Monday, May 15, 2017

Trip to PCMC to see pediatric GI

Let me just start off by saying I was not impressed with the doctor we saw this morning.

The end result/diagnosis is "Function abdominal pain" and possibly IBS (Irritable Bowel Syndrome).  The problem with an IBS diagnosis is that unless she's had symptoms for 3 months, they won't give her that specific diagnosis.  Did I mention the doctor said she doesn't think Sam needs to come back.

The doctor glanced through all the labs and notes from the last month and without beating around the bush says she doesn't think Sam has Celiac.  She said that even if you were gluten free when you took the test, it takes 6 months to be completely gluten free.  She said that the Celiac test is a good test and that it's reliable.

The doctor said she thinks Sam is constipated and that's part of the problem.  Still don't think constipation will cause a child to sleep 12-18 hours a day.  Also don't think that constipation will cause a child to be in such pain that they lay in the fetal position and refuse to move for the few hours they are awake.

The dr. put Sam on what's called a FODMAP diet.  She needs to follow the FODMAP diet for at least 6-8 weeks.  At that point, she can try to re introduce foods into her diet to see how she does with them.  The FODMAP diet is a gluten free diet (So...she doesn't have Celiac but has to still be gluten free?  Yep.  Makes sense, right?)

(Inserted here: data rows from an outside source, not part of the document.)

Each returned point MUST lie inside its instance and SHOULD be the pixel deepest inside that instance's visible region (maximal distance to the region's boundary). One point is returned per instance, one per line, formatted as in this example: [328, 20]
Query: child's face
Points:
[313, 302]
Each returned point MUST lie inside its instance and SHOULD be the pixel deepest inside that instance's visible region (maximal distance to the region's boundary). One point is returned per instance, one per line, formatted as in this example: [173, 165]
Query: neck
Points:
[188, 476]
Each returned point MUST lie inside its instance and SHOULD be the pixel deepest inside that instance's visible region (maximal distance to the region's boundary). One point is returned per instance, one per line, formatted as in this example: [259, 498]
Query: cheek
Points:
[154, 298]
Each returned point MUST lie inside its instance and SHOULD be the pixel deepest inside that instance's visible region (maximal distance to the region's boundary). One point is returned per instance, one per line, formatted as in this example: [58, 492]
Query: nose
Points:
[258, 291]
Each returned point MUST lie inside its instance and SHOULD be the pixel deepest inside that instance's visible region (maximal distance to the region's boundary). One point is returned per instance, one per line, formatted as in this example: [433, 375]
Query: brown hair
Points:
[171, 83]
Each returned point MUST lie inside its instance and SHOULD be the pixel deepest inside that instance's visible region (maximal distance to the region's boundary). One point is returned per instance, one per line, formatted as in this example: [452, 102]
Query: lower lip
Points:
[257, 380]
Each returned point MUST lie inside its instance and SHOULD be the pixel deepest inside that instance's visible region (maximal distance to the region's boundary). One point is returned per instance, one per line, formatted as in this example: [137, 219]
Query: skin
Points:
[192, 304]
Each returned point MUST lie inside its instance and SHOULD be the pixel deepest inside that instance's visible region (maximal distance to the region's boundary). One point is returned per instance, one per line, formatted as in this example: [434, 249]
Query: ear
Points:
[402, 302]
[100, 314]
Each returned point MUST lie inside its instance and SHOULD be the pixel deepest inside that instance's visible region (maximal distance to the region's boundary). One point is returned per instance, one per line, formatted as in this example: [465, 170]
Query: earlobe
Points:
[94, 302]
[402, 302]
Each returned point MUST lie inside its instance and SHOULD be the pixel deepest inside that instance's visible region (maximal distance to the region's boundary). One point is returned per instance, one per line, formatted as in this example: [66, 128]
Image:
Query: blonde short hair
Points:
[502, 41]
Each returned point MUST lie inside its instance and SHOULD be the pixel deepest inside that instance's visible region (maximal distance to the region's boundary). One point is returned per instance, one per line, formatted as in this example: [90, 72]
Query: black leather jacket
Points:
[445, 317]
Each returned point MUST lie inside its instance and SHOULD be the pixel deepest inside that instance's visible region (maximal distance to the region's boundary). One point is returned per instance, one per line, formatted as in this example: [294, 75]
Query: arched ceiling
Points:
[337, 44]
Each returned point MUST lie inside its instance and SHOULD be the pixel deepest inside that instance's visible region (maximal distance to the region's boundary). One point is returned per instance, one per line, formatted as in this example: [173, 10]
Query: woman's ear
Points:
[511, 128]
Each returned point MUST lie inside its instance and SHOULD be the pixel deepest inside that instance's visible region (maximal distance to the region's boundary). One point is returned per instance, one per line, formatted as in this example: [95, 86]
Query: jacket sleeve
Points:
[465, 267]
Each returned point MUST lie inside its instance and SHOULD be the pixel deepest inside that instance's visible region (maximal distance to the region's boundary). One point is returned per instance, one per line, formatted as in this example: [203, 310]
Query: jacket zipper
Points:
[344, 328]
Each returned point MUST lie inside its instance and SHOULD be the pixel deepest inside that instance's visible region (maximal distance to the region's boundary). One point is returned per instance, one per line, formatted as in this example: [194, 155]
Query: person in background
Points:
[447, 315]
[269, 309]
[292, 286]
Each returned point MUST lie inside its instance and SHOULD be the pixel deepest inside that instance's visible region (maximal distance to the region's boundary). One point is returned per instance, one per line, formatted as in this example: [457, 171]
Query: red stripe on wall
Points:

The FODMAP diet tries to eliminate carbohydrates from your diet.  FODMAPS are osmotic which means they pull water into the intestinal tract and may not be digested or absorbed well and could be fermented upon by bacterial in the intestinal tract when eaten in excess.  Common FODMAPs in your diet are:
Fructose (fruits, honey, high fructose corn syrup, etc), lactose (dairy)
Fructans (wheat, onion, garlic, etc - also known as insulin)
Galactans (beans, lentils, legumes such as soy, etc)
Polyols (sweeteners containing sorbitol, mannitorl, xylitol, maltitol, stone fruits like avocado, apricots, cherries, nectarines, peaches, plums, etc)

Samantha is now convinced she's going to starve.  Luckily, we have a list of what she IS allowed to eat.  This should make for an interesting 6-8 weeks.

Functional abdominal pain  means there is no structural, inflammatory, infectious, neoplastic or metabolic cause to your stomach pain.  Functional pain is diagnosed in about 10-15% of school aged children.  It is believed that in some children the nerves in your intestines become very sensitive and pain is experienced even during normal intestinal activities.

We were told to find some peppermint oil capsules that she can take with meals.  This is supposed to help with gastric relaxation.  She was also given a prescription for something called Levsin.  She just puts this under her tongue up to 3x a day with meals and it helps with the main.  We were also told she should not be taking Aleve or ibuprofen - this should make the patella bursitis fun.

So, here we are, going on 5 weeks missed school, a CT scan of the face, an ultrasound of the pancrease and gallbladder, 5 rounds of blood work, a chest x ray, 2 trips to the chiropractor, 2 trips to the ENT, at least 5 trips to 2 different pediatricians, 6 prescriptions (3 antibiotics), 1 trip to PCMC to see a pediatric GI and STILL not a positive diagnosis.  At least she wasn't a human pin cushion today.  We'll see how the next 6-8 weeks go on the FODMAPs diet.  Hope she doesn't drop a ton of weight.  Keep your fingers crossed.